Suchmaschinen gewichten Inhalte entlang der Überschriftenstruktur. KI Suche und LLMs zerlegen Seiten in Abschnitte, die von Überschriften begrenzt werden. Eine saubere Hierarchie erhöht die Chance, dass ein Abschnitt als Antwort zitiert wird. Barrierefreiheit, SEO und LLMO profitieren hier von derselben Maßnahme.

Darf ich eine Überschriftenebene überspringen?

Nach unten nicht. Auf eine h2 folgt eine h3, nie direkt eine h4. Nach oben ist Springen erlaubt, etwa von h4 zurück auf h2, wenn ein neuer Hauptabschnitt beginnt. Übersprungene Ebenen wirken für Screenreader Nutzer wie fehlende Kapitel und werden von axe-core als heading-order Verstoß gemeldet.

Kann ich h Tags für die Optik nutzen?

Nein. Die Ebene folgt der Gliederung, die Optik regelt CSS. Wenn eine h3 zu klein aussieht, bekommt sie eine Klasse mit größerer Schrift. Wer stattdessen eine h2 setzt, zerstört die Struktur für Screenreader. Umgekehrt ist ein fetter Absatz keine Überschrift, auch wenn er wie eine aussieht.

Wie löse ich das Heading Problem in wiederverwendbaren Komponenten?

Die Komponente bekommt die Ebene als Property und rendert das passende Tag dynamisch. In React über ein berechnetes Tag wie h plus Level, in Vue über component :is, in Astro über eine Property. So entscheidet die Seite über die Ebene, nicht die Komponente. Fest verdrahtete h2 in Cards sind der häufigste Strukturfehler in modernen Frontends.

Was ist eine visuell versteckte Überschrift?

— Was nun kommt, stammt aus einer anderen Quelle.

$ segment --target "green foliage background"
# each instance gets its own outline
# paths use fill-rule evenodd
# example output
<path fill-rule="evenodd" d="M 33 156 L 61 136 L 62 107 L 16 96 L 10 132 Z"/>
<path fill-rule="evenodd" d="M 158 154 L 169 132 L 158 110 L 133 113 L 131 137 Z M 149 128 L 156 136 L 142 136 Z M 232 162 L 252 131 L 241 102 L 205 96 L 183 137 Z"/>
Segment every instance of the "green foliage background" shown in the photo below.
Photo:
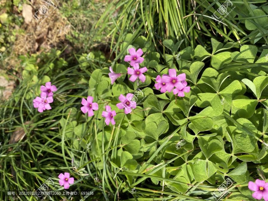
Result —
<path fill-rule="evenodd" d="M 90 60 L 85 53 L 68 60 L 61 57 L 63 50 L 54 49 L 20 56 L 22 79 L 0 110 L 1 188 L 36 189 L 49 177 L 56 181 L 61 173 L 74 172 L 75 166 L 80 172 L 72 175 L 70 189 L 89 189 L 96 196 L 79 200 L 201 201 L 228 177 L 236 186 L 225 200 L 253 200 L 248 182 L 260 178 L 258 169 L 268 176 L 268 6 L 236 1 L 224 24 L 218 24 L 209 17 L 222 2 L 195 2 L 108 4 L 94 25 L 98 35 L 105 31 L 111 38 L 113 61 L 94 51 Z M 131 47 L 144 52 L 140 66 L 148 69 L 145 81 L 138 87 L 124 74 L 112 85 L 109 67 L 126 72 L 129 65 L 124 58 Z M 170 68 L 185 73 L 191 86 L 177 103 L 172 93 L 162 94 L 154 87 L 157 75 Z M 32 100 L 49 81 L 57 86 L 57 98 L 52 110 L 40 113 Z M 115 126 L 107 126 L 102 106 L 108 102 L 112 110 L 122 111 L 116 106 L 119 96 L 138 88 L 146 97 L 134 111 L 151 109 L 118 113 Z M 106 103 L 91 117 L 80 109 L 82 98 L 88 96 Z M 25 125 L 27 121 L 32 123 Z M 9 144 L 18 126 L 26 137 Z M 57 182 L 57 190 L 63 190 Z"/>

Eine Überschrift, die per CSS aus dem sichtbaren Bereich geschoben wird, aber im Accessibility Tree bleibt. Sie hilft Screenreader Nutzern, etwa über einer Navigationsliste ohne sichtbaren Titel. Wichtig: display none oder visibility hidden entfernen die Überschrift auch für Screenreader. Es braucht eine echte visually hidden Klasse.

Wie sollte eine gute Überschrift formuliert sein?

Kurz, konkret und einmalig auf der Seite. Das Schlüsselwort steht am Anfang, damit es in der Überschriftenliste sofort verständlich ist. Kreative Umschreibungen oder wiederholte Texte wie Mehr erfahren sind für die Navigation nutzlos. Ein guter Test: Alle Überschriften untereinander gelesen ergeben eine sinnvolle Gliederung.

Wie navigieren Screenreader Nutzer mit Überschriften?

Screenreader wie NVDA, JAWS oder VoiceOver bieten eine Überschriftenliste und Schnelltasten. Die Taste H springt zur nächsten Überschrift, die Zahlen 1 bis 6 direkt zu einer Ebene. So überfliegen blinde Nutzer eine Seite ähnlich schnell wie Sehende. Ohne echte Heading Tags funktioniert keine dieser Techniken.

Reicht ein automatisierter Test für barrierefreie Headlines aus?

Nein. Automatisierung findet fehlende h1, übersprungene Ebenen und leere Überschriften zuverlässig. Ob eine Überschrift inhaltlich sinnvoll ist, erkennt kein Tool. Dafür braucht es den manuellen Test mit Screenreader oder mindestens den Blick in die Überschriftenliste des Accessibility Inspectors. Beides zusammen ergibt ein belastbares Ergebnis.